Business Travel iQ
The difference is the channel. Hotel distribution is taking a different route.
Without any fanfare Google's hotel site went from being a mere information portal that directed interested parties to either the hotel's own site or an OTA for the booking itself to one that would also take bookings for some of the properties (mostly North American, but also London and Paris) listed.
This is something that the travel world has long expected Google to do so no surprises there.
The surprise, however, might be in its project partner — Sabre's — comments: that being able to book 'direct' would lower the 'abandonment' rate, ie losing the booking altogether.
Continued below
This analysis should soothe suppliers' fears of losing bookings.
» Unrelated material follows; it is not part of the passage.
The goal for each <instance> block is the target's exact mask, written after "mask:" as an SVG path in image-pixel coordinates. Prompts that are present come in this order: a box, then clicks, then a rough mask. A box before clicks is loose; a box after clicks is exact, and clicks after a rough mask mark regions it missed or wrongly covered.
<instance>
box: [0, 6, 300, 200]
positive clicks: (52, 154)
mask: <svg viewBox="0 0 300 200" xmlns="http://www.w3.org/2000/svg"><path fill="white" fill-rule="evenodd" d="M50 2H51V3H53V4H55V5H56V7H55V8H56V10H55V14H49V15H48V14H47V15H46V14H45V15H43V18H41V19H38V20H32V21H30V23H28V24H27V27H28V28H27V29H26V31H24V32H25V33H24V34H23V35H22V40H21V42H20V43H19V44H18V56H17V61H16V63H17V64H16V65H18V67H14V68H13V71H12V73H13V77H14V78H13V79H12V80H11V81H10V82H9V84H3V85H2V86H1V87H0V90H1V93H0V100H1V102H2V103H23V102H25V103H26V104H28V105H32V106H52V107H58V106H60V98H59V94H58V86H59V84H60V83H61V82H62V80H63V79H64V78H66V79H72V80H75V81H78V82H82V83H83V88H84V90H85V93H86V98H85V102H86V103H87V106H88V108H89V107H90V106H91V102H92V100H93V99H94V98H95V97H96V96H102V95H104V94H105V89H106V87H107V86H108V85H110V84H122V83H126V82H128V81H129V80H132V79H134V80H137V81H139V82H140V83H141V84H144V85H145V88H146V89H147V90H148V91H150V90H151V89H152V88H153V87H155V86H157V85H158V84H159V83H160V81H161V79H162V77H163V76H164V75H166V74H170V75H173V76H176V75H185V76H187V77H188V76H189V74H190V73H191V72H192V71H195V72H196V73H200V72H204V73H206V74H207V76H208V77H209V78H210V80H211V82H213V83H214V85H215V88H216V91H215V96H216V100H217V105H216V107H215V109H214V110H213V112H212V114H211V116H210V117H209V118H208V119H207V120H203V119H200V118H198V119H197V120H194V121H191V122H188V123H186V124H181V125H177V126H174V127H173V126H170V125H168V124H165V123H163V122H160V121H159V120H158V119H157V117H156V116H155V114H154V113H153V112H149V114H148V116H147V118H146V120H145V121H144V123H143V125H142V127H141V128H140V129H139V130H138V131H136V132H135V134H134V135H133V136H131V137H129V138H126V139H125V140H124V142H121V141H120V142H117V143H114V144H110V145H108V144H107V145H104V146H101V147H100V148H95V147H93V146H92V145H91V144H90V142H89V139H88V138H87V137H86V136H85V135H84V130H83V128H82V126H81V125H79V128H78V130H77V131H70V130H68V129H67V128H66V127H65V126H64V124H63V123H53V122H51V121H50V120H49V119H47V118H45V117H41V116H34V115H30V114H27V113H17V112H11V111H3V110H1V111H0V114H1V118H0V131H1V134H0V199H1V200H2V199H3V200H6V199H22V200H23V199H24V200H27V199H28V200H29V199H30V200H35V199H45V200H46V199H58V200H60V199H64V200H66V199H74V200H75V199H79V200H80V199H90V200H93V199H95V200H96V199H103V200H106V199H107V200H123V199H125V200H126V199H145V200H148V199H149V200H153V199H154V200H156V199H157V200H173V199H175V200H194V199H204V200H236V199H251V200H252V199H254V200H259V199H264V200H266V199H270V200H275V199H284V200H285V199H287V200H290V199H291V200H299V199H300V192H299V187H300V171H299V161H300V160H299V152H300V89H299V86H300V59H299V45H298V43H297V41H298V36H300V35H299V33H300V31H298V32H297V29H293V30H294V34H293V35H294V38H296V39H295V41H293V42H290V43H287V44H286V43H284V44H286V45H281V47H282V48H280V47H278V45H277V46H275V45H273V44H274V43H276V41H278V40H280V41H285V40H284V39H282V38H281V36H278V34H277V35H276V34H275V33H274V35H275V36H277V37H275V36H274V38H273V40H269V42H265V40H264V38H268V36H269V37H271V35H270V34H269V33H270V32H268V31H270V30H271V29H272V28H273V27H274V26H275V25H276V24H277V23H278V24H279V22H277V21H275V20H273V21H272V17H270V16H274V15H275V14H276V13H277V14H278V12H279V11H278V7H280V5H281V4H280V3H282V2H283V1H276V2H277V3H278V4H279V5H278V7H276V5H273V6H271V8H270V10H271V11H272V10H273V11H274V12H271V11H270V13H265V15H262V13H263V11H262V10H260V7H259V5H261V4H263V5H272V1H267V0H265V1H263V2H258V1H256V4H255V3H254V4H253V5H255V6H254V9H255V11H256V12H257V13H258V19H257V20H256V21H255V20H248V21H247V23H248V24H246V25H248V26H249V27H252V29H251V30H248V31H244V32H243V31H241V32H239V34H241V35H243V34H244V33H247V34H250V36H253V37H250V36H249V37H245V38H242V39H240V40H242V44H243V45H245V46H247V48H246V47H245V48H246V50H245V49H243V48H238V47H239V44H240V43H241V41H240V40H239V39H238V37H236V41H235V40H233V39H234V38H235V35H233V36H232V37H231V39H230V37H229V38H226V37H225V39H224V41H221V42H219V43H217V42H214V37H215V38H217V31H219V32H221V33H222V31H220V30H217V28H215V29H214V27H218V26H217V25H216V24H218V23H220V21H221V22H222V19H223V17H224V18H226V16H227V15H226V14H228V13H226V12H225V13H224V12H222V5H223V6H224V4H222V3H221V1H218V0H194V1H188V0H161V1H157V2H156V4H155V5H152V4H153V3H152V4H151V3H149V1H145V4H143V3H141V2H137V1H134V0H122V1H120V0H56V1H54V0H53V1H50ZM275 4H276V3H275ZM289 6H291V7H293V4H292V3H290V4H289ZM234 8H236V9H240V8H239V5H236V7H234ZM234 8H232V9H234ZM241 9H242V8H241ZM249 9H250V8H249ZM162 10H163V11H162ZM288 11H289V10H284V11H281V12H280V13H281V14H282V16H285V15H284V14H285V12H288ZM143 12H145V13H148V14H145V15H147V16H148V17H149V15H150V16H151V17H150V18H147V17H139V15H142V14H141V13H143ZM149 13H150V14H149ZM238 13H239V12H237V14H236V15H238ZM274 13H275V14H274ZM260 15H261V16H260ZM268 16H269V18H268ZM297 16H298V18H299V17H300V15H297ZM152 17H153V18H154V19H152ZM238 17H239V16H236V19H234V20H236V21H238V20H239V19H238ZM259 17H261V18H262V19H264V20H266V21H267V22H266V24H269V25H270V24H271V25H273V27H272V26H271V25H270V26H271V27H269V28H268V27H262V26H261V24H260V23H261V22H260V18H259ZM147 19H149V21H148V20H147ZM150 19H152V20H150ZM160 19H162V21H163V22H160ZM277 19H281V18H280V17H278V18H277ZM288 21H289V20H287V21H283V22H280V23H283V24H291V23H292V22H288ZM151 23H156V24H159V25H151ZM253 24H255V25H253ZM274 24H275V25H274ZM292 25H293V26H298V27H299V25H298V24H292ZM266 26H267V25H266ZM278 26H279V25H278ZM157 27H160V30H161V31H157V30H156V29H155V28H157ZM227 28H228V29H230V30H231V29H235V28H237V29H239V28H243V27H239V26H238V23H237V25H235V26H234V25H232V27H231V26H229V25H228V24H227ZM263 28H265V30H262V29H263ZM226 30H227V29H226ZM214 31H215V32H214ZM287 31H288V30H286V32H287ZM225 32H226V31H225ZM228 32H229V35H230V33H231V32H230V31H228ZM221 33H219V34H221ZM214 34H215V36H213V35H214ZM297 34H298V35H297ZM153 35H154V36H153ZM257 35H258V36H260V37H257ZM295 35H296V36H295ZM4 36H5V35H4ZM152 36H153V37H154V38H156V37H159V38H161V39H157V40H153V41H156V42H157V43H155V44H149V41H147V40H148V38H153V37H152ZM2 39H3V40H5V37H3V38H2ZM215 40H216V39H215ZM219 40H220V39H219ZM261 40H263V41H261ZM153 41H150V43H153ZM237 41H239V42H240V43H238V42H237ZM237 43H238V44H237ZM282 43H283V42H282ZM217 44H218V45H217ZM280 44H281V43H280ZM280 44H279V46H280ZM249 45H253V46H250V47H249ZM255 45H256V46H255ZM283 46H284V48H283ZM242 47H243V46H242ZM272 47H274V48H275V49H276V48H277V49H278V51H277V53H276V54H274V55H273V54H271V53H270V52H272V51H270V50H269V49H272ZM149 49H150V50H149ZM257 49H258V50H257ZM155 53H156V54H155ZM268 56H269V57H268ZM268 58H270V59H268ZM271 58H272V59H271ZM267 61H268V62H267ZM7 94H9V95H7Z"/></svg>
Although it is a different supplier sector, it does nothing, however, as a counter-argument to Lufthansa's plans for a distribution cost charge (DCC). Instead it outlines Lufthansa's contention that more control will lead not only to more bookings but to more revenue — that is to say, ancillary sales — per passenger.
The argument is not new. At last year's CAPA conference in Dublin, Travelport's Ian Heywood argued that airlines needed to change their mode of measurement from revenue per seat to revenue per passenger. The new metric only emphasises how important that extra revenue is becoming to airline's balance sheets.
Why is this not getting the attention and opprobrium that the Lufthansa initiative has precipitated?
Several reasons.
Firstly, it seems that we don't want the same price in different channels for hotels (this could be explained by commissions) while we do want the same airline content in all channels.
Secondly, Lufthansa is an established corporate supplier — many still think of Google as only a search engine.
And that is probably the point — Google is still under the travel industry's radar.
To paraphrase what Bill Gates once famously said, the competitors you should fear are the ones that you don't yet even recognise.